Mannheim. Der Moment ist da. Hasso Plattner verabschiedet sich auf der Hauptversammlung als Aufsichtsratsvorsitzender von SAP. Auf eine große Rede verzichtet er. „Wir haben gemeinsam viel erreicht und die SAP zu dem gemacht, was sie heute ist: das wertvollste Unternehmen Deutschlands und ein Konzern von Weltrang. Das erfüllt mich mit großem Stolz“, sagt Plattner. „Jetzt ist ein guter Zeitpunkt, das Amt in neue Hände zu geben.“ Punkt, fertig, damit ist für ihn alles gesagt.

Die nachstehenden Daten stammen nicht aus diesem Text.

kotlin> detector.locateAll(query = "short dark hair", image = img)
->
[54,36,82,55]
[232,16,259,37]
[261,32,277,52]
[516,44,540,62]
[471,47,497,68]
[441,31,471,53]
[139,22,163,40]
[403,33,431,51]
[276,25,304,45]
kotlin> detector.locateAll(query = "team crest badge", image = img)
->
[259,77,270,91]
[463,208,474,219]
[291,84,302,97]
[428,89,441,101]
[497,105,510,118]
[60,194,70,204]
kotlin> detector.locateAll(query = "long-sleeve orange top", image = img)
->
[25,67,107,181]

Vorstand und Aufsichtsrat in der Mannheimer SAP Arena erheben sich, ebenso Aktionärinnen und Aktionäre. Fast eine Minute Applaus. Plattners Blick schweift durch die Arena. Was er wohl gerade denkt?
Plattner hat SAP geprägt wie niemand sonst. Als letzter Gründer geht er von Bord, nach einem halben Jahrhundert. Allein mehr als 20 Jahre davon an der Spitze des Aufsichtsrats. Nachfolger ist der frühere Nokia-Spitzenmanager Pekka Ala-Pietilä, unterstützt von 95,5 Prozent der Aktionäre.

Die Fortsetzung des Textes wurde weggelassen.